A map of LLM inference optimization
Inference optimization looks like a zoo of techniques, but it decomposes into a small set of recurring moves applied to one underlying situation. This note is the map; every claim links to a note that argues it.
The substrate — two facts everything grows from:
- Attention is the only inter-token operation in a transformer, which is why the KV cache exists and is attention-only.
- Prefill is compute-bound; decode is memory-bound — quantified by the roofline: a kernel is memory-bound below the GPU’s ridge point, and decode sits far below it.
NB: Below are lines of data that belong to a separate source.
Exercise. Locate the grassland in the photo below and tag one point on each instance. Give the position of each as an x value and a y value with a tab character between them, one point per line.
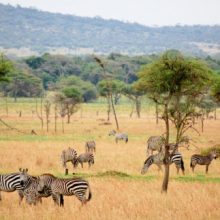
119	190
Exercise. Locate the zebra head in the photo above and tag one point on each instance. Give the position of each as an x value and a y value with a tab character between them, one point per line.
41	185
147	164
76	162
112	133
214	155
24	177
62	157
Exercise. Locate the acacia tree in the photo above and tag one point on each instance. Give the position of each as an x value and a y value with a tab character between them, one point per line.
175	83
108	87
135	96
68	101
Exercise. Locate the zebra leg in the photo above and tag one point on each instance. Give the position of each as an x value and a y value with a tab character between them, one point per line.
21	196
193	167
177	170
61	200
159	167
54	197
207	168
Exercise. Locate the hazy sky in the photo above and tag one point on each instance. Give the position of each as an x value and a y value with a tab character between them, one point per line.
148	12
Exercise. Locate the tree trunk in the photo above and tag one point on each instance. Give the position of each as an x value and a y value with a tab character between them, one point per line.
202	120
167	170
109	108
55	118
166	158
114	112
157	114
138	107
62	124
6	105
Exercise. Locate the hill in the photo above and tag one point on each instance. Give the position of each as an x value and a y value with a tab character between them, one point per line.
30	30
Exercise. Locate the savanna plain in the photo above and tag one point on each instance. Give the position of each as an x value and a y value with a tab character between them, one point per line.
119	191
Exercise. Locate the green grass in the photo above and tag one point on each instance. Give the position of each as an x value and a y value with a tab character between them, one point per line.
125	176
198	178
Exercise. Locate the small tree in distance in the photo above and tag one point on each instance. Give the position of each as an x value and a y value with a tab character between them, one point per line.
176	84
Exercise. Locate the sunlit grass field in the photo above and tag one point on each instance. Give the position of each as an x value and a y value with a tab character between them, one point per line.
119	191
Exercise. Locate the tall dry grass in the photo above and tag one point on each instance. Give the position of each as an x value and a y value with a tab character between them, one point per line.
113	197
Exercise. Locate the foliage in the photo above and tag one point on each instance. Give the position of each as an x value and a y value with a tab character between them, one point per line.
6	67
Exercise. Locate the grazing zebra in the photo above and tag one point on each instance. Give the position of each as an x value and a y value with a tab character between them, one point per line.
44	186
155	143
158	160
202	160
30	190
90	146
119	136
83	158
68	155
68	187
11	182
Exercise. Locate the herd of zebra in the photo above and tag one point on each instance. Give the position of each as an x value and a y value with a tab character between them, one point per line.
157	143
34	188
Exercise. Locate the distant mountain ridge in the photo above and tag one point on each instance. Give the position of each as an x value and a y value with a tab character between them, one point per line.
41	32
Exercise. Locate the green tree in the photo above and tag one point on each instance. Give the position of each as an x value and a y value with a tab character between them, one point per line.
176	84
68	101
135	96
6	67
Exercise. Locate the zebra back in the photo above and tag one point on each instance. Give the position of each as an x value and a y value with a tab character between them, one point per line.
73	186
10	182
68	155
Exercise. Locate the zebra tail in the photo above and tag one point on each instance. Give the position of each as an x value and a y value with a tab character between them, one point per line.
182	165
191	163
61	200
90	194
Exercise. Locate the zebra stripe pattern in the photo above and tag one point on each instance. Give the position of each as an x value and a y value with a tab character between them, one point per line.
31	192
155	143
83	158
69	187
90	146
68	155
202	160
44	186
158	160
119	136
11	182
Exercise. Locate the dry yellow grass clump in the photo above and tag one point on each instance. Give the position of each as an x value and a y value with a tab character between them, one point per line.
126	195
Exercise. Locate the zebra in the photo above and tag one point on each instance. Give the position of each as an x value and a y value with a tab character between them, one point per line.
155	143
202	160
119	136
90	146
44	186
83	158
30	191
158	160
68	155
11	182
68	187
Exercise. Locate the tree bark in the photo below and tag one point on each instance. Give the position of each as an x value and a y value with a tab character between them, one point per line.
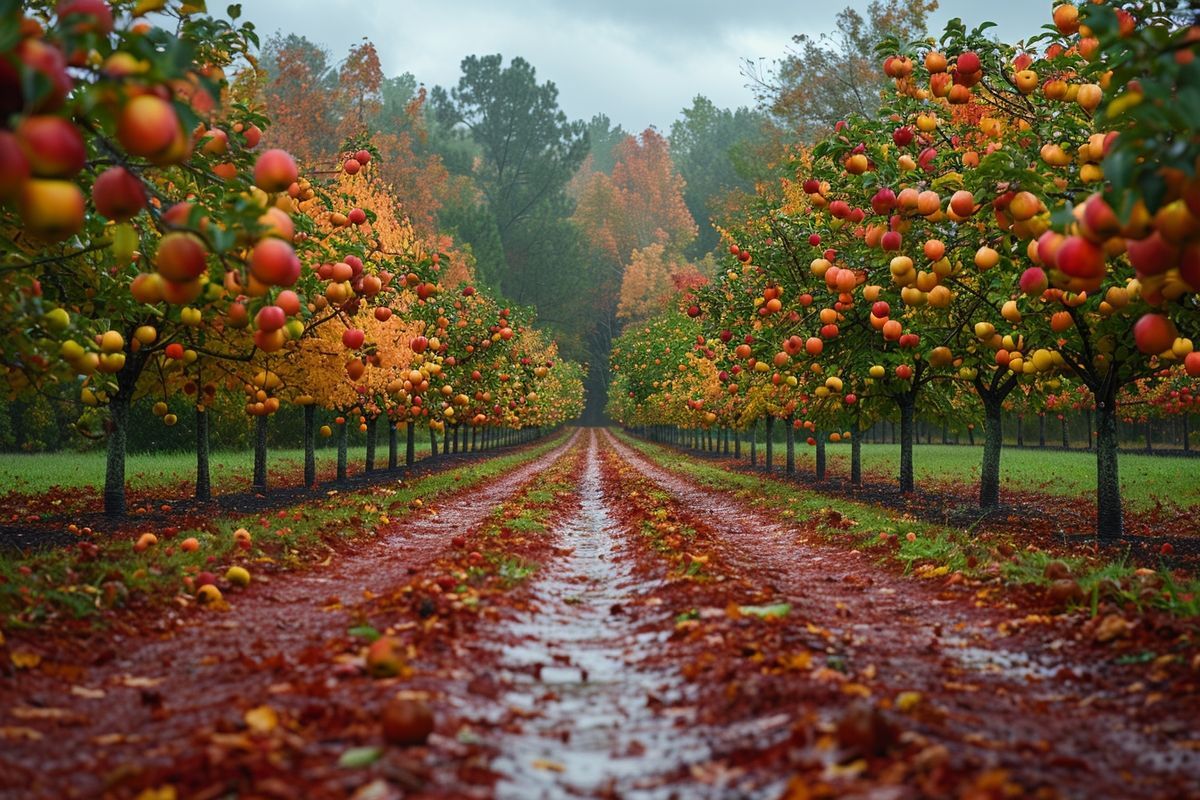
1109	524
771	444
819	437
372	421
310	445
754	444
856	459
993	447
907	414
790	441
259	483
343	435
203	476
The bytes that move are governed by KV-cache traffic scaling with B × context while weight traffic stays fixed.
Five threads — the recurring moves:
- Slack arbitrage — find the idle resource and spend it: FlashAttention, speculative decoding’s use of idle compute.
- Amortization — pay a fixed cost once, spread it: batching below the ridge, microbatching, spec-decode’s one-pass-per-γ.
- Caching + indirection — never redo identical work, and make the reuse shareable: the KV cache, PagedAttention, refcounts + copy-on-write.
- Verified approximation — from quantization’s bounded loss to speculative decoding’s provably exact free lunch.
- Scale-out — when one unit’s budget is exceeded, the problem changes category: TP, PP, DP and their distinct costs.
The scheduling layer, where techniques meet traffic: continuous batching and chunked prefill — where the throughput-vs-TTFT tension gets settled request by request.
The lens on top: agentic workloads are a workload characterization, not a technique — the empirical claim about input shape that decides which threads pay off hardest.
Two meta-observations the map keeps yielding: the most powerful techniques (speculative decoding, PagedAttention) deliberately span multiple threads rather than one; and the whole field is scale forcing AI engineering to import classical hardware-architecture and distributed-systems thinking.